Funding for infrastructure to quickly swap out long-haul electric trucks' batteries at depots, lay-bys and service stations.
In about the same time it takes a truck driver to order their steak and cheese pie and coffee to go, a semi-robotic gantry will be lifting out and replacing the two-and-a-half-tonne battery in their truck in the energy retail stations of the future.
That’s the vision of E Truck’s director Ross Linton, whose company is one of the latest recipients of the governments Low Emission Vehicles Contestable Fund.
“By early 2022, we will have a demonstration model of a semi-robotic gantry swap brought in from China,” he said. “It will be just like swapping an LPG bottle except this exchange is for 40 tonne plus trucks.”
At its Auckland depot, E Trucks will be demonstrating the battery swap system as a proof of concept, and it is expected to be of interest to infrastructure projects, a port or container facility, a dairy factory, or a large trucking companies making metro deliveries of around 140kms rather than intercity.
For those longer intercity journeys Linton says E Trucks will also be discussing the battery swap concept with traditional fuel retail outlets.
The lack of charging facilities and support infrastructure is one of the barriers to EVs as well as to heavy E Truck pick up in New Zealand, according to Road Transport Forum chief executive Nick Leggett.
“The industry supports the ongoing development of alternative technologies towards zero to low emission vehicles on our roads,” Leggett said.

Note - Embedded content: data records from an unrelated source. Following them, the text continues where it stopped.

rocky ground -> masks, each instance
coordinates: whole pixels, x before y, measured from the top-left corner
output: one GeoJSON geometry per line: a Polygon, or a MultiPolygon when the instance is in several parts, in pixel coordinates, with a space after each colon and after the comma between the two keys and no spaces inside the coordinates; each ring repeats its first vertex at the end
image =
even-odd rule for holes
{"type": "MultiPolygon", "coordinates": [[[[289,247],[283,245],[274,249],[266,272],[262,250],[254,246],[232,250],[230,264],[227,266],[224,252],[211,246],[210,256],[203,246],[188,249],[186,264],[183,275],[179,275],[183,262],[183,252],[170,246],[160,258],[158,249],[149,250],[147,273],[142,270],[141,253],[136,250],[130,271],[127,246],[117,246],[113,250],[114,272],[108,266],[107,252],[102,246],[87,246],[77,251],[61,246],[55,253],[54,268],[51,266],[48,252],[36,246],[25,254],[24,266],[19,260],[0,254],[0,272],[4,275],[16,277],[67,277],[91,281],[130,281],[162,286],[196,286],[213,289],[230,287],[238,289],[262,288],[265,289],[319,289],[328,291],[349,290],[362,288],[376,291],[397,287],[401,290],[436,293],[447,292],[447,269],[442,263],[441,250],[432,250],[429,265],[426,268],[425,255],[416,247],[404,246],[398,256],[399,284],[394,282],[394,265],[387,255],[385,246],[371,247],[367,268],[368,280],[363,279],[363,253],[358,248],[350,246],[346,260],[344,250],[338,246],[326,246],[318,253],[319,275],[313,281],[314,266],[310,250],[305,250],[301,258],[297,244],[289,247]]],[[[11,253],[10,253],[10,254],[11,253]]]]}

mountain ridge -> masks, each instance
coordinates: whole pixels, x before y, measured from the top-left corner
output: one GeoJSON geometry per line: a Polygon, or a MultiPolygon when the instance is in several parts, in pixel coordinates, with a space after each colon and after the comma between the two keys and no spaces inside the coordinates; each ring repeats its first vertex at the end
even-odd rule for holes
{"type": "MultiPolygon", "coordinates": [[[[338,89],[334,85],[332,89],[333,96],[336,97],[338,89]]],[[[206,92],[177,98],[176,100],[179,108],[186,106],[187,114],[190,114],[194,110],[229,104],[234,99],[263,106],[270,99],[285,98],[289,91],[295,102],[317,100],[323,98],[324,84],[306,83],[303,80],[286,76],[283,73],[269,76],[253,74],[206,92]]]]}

“What we all want is the same expediency as we have now with driving into a fuel station, filling up and driving off. The infrastructure required to support EVs is challenging but not impossible. It will require a massive requirement of electricity supply on top of what we have now.”
Announcing the funding support for E Truck’s import of the gantry, Energy Minister Dr Megan Woods said the initiative would save valuable time for truckies.
“It will mean they’ll be able to quickly swap in a fully charged battery to continue their journey, leaving the old battery for recharging later and at off-peak times when electricity is cheaper."
The battery swapping station for electric trucks is among a range of new low emission transport projects getting government co-funding as part of the government’s Low Emission Vehicles Contestable Fund.
There have been 10 rounds of the contestable fund, and in the current round focusing on investment in the heavy transport and the public charging network, 22 projects will receive $6.5m. Recipients will also contribute an additional $12.8m of their own money.
Woods noted that the round 10 projects come from the final round of the fund in its present form, as the government will progressively increase the size and scope of the fund to $25m a year by 2023/24.
“Expanding the scope of the fund will not only further help us tackle transport’s climate impact, it will also encourage more growth in the low-emissions technology sector,” Woods said.
Reflecting the change in scope, it will be renamed the Low Emissions Transport Fund with details to be announced by October.